分厚いメモは使い込まれていて、色んなページに大事な事が書いてある。
新たなページに「彼女に手紙を書く」と書き込んだベロフは、少し前のページをめくる。
そこには日付と共に「一ヶ月後にオルゴールを取りに行く」と書かれていた。
「……? 何でオルゴール?」
何か注文しただろうか、と首を傾げるベロフの記憶に、不思議なオルゴール屋の記憶はとうに無かった。
「どうかしたの?」
「あ、いや、何でもない。見送りは絶対するから」
「それもメモしてよね」
大事だから、と念を押されたが、メモはとうに書いてあった。
それでも、ベロフは新たにメモを取る。常に記憶は新しいものにしなければならないから。

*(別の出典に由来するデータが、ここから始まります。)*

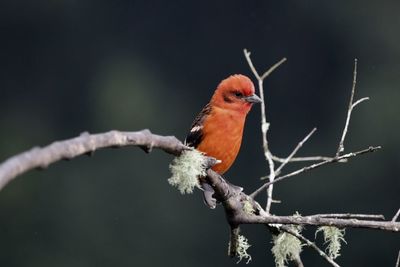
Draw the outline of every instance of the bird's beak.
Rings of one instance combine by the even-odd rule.
[[[256,94],[251,95],[251,96],[246,96],[243,99],[249,103],[261,103],[262,102],[261,98]]]

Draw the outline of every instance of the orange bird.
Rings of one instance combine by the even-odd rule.
[[[261,99],[254,92],[253,82],[241,74],[229,76],[194,120],[185,144],[221,160],[212,169],[224,174],[239,153],[246,116],[254,103],[261,103]],[[212,196],[212,188],[201,179],[200,182],[206,203],[215,207],[207,196]]]

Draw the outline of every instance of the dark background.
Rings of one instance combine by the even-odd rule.
[[[260,70],[288,58],[265,82],[272,151],[287,155],[317,126],[300,154],[333,155],[358,58],[356,97],[371,100],[354,111],[345,148],[383,149],[279,183],[272,212],[391,218],[400,203],[399,14],[398,0],[2,0],[0,160],[83,131],[183,139],[221,79],[252,77],[243,48]],[[267,174],[259,113],[226,174],[246,192]],[[223,210],[169,186],[171,159],[108,149],[24,174],[0,192],[0,265],[235,266]],[[251,265],[273,266],[265,228],[243,231]],[[346,240],[343,266],[394,266],[398,234],[347,229]],[[308,248],[303,256],[327,266]]]

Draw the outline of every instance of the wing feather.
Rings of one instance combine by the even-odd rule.
[[[185,145],[197,148],[203,140],[203,123],[207,116],[211,113],[211,105],[207,104],[202,111],[194,119],[190,131],[185,139]]]

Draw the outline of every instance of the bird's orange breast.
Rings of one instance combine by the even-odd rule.
[[[222,161],[212,168],[219,174],[232,166],[239,153],[245,117],[243,113],[216,108],[204,123],[203,140],[197,149]]]

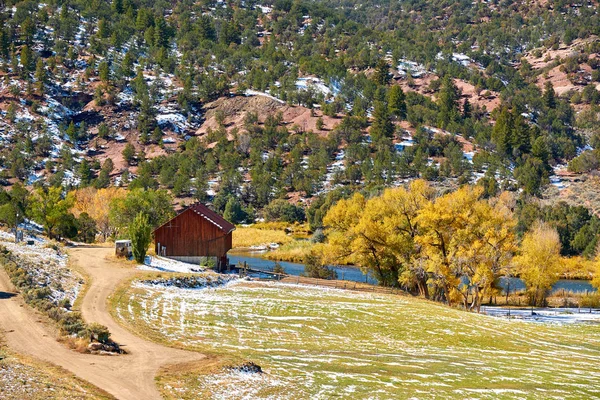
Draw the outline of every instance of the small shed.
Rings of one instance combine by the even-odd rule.
[[[234,230],[231,222],[196,203],[154,230],[156,254],[192,264],[214,257],[217,270],[223,270]]]
[[[131,240],[117,240],[115,242],[115,255],[117,257],[130,257],[131,254]]]

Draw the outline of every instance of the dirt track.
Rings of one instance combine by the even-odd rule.
[[[111,262],[107,257],[112,251],[87,247],[74,248],[69,253],[91,279],[81,304],[85,320],[106,325],[113,340],[129,354],[99,356],[69,350],[56,341],[52,330],[39,321],[20,296],[0,296],[0,326],[6,343],[15,351],[60,365],[118,399],[160,399],[154,377],[161,366],[198,361],[206,356],[148,342],[112,319],[107,297],[119,282],[136,273],[133,268]],[[0,270],[0,292],[14,292],[3,270]]]

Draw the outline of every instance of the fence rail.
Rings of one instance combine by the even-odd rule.
[[[406,292],[396,287],[383,287],[370,285],[355,281],[342,281],[334,279],[318,279],[308,278],[305,276],[291,276],[283,278],[280,282],[288,284],[302,284],[311,286],[321,286],[334,289],[346,289],[365,293],[380,293],[380,294],[406,294]]]

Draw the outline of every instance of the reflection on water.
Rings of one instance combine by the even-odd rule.
[[[247,253],[244,254],[229,254],[229,262],[231,264],[248,263],[248,266],[255,269],[262,269],[265,271],[273,271],[275,267],[275,261],[265,260],[260,258],[260,253]],[[279,264],[285,270],[288,275],[298,276],[304,273],[304,264],[292,263],[287,261],[279,261]],[[370,274],[365,275],[362,271],[356,267],[332,267],[337,273],[337,278],[352,282],[367,282],[371,284],[377,284],[377,280]]]
[[[248,266],[255,269],[262,269],[265,271],[273,271],[275,267],[275,261],[265,260],[261,258],[261,252],[244,252],[229,254],[229,262],[232,264],[246,262]],[[280,261],[279,264],[285,270],[288,275],[298,276],[304,273],[304,264],[292,263],[287,261]],[[352,282],[367,282],[371,284],[377,284],[377,280],[370,274],[365,275],[363,272],[356,267],[333,267],[333,270],[337,273],[337,278]],[[268,277],[268,276],[261,276]],[[508,287],[510,292],[525,290],[525,284],[519,278],[501,278],[500,286],[504,291]],[[552,286],[552,292],[560,290],[571,291],[574,293],[586,293],[595,292],[596,289],[592,286],[590,281],[574,280],[574,279],[561,279]]]

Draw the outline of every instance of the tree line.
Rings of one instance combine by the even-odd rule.
[[[380,284],[479,311],[503,277],[520,277],[530,303],[545,305],[569,261],[561,237],[536,220],[518,231],[517,200],[508,192],[485,198],[481,186],[437,194],[425,181],[360,193],[333,205],[323,218],[327,241],[313,256],[326,264],[355,264]]]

そして半月後、無事に彼女の見送りを済ませたベロフは、改めてメモを見返した。
「オルゴール……何だっけなあ。てか、そろそろ一ヶ月じゃね?」
忘れたとしても「音箱屋」と書かれた名前の看板を探せば分かるはずだ。
丁寧に誰かの字で金額も書かれている。
「底値からの言い値なんて、安く買い叩かれそうだよなあ」
街の中を歩き、一軒一軒の看板を見る。
そしてやっと小さなその店を見つけて、中に入った。
目に優しい照明、並べられたオルゴール。そしてカウンターに出てきたのは、幼い少年。
「無事に来れたようで何よりです。商品も完成してますよ」
「な、なあ、オレ達、前も会ったか?」
困惑するベロフに、少年は苦笑して頷く。
「一ヶ月前、お客様はここで大事な約束を思い出として残したい、と仰り、依頼されました。……こちらが、それになります」
出されたオルゴールは手のひらに収まるサイズだが、装飾は文句なく美しい。
そして蓋を開けたオルゴールは、綺麗な音色を奏で始めた。
『ねえ、ベロフ。約束しましょ』
『約束?』
『大人になったら、結婚するの。指輪はその時までとっておいて、今はこのカフスボタンをあげる』
『いいの? オレ……すぐ忘れるのに』
『約束は何回でも出来るわ。何回だってしてあげるから』
『うん……オレも、約束する。結婚しよう、大人になったら』
「うぁ……あ、そうか……オレは……」
ベロフは両手で顔を覆って泣いた。
幼い頃の約束。忘れてしまった、大事な思い出。
そして、思い出すという感覚を、ベロフは初めて知った。
「思い出すってのは……鮮やかなんだな、こんなにも」
「お客様は、忘れたくない、忘れても思い出せるようにと、ここに依頼をしに来ました。いかがでしたか?」
「あぁ……ありがとう。これは……何度でも聴くよ。約束が果たされるまで、毎日でも」
ハンカチで涙を拭ったベロフは、分厚いメモ帳に「毎日オルゴールを聴く」とメモした。
そして丁寧にラッピングされた箱を手に、店から出る。
「はは……早く帰らないとな。忘れちまう前に」
そう呟いて、帰路についたのだった。
※
部屋にオルゴールの音が流れる。
その部屋には、二人の男女。
「約束を果たしにきたわ、ベロフ」
「ああ。今度はオレから言わせてくれ」
長い時間をかけた約束が、今、果たされる。
「結婚しよう」
ベルベットの箱に入った銀の指輪が、昼下がりの陽光に煌めいていた。